Getting Started example confusion #101

Closed chipbuster closed 2 years ago

chipbuster commented 2 years ago

Hey all. This was brought to my attention by this SO question, and I'm not 100% convinced that I'm right about what happens here, so please bear with me.

It looks like what the example on "Getting Started" wants to do is define a linear model from R^5 onto R^2, and then train that with a single example (x, y), where x is in R^5 and y is in R^2.

However, when we do the line data = zip(x,y), we generate a length-2 iterator containing [(x[1], y[1]), (x[2], y[2])] and ignore the other 3 elements of x. This is then fed into the loss function, which is still capable of computing an answer because of the elementwise operations. So what we actually end up doing is training a function from R^1 to R^1, with two examples.

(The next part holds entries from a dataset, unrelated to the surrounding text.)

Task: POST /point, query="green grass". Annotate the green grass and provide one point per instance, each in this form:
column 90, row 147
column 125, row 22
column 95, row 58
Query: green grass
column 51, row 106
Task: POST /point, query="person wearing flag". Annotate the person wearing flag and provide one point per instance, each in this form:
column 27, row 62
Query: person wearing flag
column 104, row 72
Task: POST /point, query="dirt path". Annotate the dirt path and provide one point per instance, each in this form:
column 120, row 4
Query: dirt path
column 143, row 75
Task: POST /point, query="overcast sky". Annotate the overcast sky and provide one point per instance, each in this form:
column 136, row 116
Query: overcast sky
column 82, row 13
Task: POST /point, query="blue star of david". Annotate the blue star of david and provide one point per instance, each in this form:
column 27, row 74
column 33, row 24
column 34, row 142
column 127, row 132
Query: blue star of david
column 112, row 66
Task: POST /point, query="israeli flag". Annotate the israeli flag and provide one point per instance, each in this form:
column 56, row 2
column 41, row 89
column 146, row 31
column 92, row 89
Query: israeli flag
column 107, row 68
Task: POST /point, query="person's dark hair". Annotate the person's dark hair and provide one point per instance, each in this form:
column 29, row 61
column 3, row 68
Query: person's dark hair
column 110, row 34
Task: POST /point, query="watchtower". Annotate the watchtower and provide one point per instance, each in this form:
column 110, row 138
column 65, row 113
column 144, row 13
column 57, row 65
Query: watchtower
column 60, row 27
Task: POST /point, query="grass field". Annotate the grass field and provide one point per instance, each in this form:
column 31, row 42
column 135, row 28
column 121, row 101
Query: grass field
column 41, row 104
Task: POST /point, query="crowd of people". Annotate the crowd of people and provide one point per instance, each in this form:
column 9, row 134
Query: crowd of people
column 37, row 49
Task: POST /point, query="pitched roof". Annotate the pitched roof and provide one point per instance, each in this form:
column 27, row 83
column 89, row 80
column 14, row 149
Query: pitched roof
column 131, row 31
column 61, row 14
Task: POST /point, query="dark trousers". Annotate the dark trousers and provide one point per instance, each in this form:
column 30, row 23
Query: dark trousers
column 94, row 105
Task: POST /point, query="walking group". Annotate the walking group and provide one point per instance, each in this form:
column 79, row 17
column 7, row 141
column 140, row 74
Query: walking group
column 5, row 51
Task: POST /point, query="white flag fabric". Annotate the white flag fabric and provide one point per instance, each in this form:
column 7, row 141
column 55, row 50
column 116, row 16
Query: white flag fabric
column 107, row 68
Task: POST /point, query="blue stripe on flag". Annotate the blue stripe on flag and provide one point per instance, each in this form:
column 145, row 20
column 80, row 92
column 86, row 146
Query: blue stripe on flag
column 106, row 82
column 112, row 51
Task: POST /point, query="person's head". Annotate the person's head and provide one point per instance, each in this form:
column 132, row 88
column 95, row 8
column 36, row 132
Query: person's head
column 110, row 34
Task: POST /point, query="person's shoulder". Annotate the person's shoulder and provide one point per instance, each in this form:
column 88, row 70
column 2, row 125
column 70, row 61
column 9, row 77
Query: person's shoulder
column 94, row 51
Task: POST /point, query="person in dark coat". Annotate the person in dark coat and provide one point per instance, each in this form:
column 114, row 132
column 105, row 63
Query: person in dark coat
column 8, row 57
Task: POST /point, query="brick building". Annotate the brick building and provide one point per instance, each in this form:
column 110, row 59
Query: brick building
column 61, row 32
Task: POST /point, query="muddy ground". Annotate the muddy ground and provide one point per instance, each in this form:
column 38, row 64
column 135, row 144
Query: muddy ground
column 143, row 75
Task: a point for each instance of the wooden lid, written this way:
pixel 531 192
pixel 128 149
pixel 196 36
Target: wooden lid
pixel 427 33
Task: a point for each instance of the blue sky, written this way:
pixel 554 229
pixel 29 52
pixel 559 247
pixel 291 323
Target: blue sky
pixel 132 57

I can replace x = rand(5) with x =vcat(rand(2), [missing, missing, missing]) and the whole tutorial still runs without a hitch, which seems to confirm that the last three elements of x are never examined.

Is this intended behavior, or was the line intended to be something like data = zip(eachcol(x), eachcol(y))?

ToucheSir commented 2 years ago

Good catch, either the zip should be removed to leave data = (x, y), or loss(d...) should be changed to something like loss(x, y). Do you mind filing a quick PR?

chipbuster commented 2 years ago

Will be happy to once I get home tonight.

On Thu, Sep 23, 2021, at 17:33, Brian Chen wrote:

Good catch, either the zip should be removed to leave data = (x, y), or loss(d...) should be changed to something like loss(x, y). Do you mind filing a quick PR?

— You are receiving this because you authored the thread. Reply to this email directly, view it on GitHub https://github.com/FluxML/fluxml.github.io/issues/101#issuecomment-926211439, or unsubscribe https://github.com/notifications/unsubscribe-auth/ABDELSDAFV5MEBLV6XF5DCDUDOTM5ANCNFSM5EUVU7TA.

-- Cheers, K. Song

chipbuster commented 2 years ago

Would y'all be open to a PR that generates noisy samples from a linear model and then tries to recover that model for the tutorial?

Right now this tutorial seems only to show you how to write the code to train a model, but doesn't show you what to do once you've trained it or even what's being trained. I understand wanting to keep the first article on the subject as minimal as possible, so if you'd prefer that in a side post or somewhere else entirely, let me know.

EDIT: To be clear, this would come later. PR #102 fixes this issue.

ToucheSir commented 2 years ago

That would be great :slightly_smiling_face:. Feel free to clean up anything you feel is confusing as well.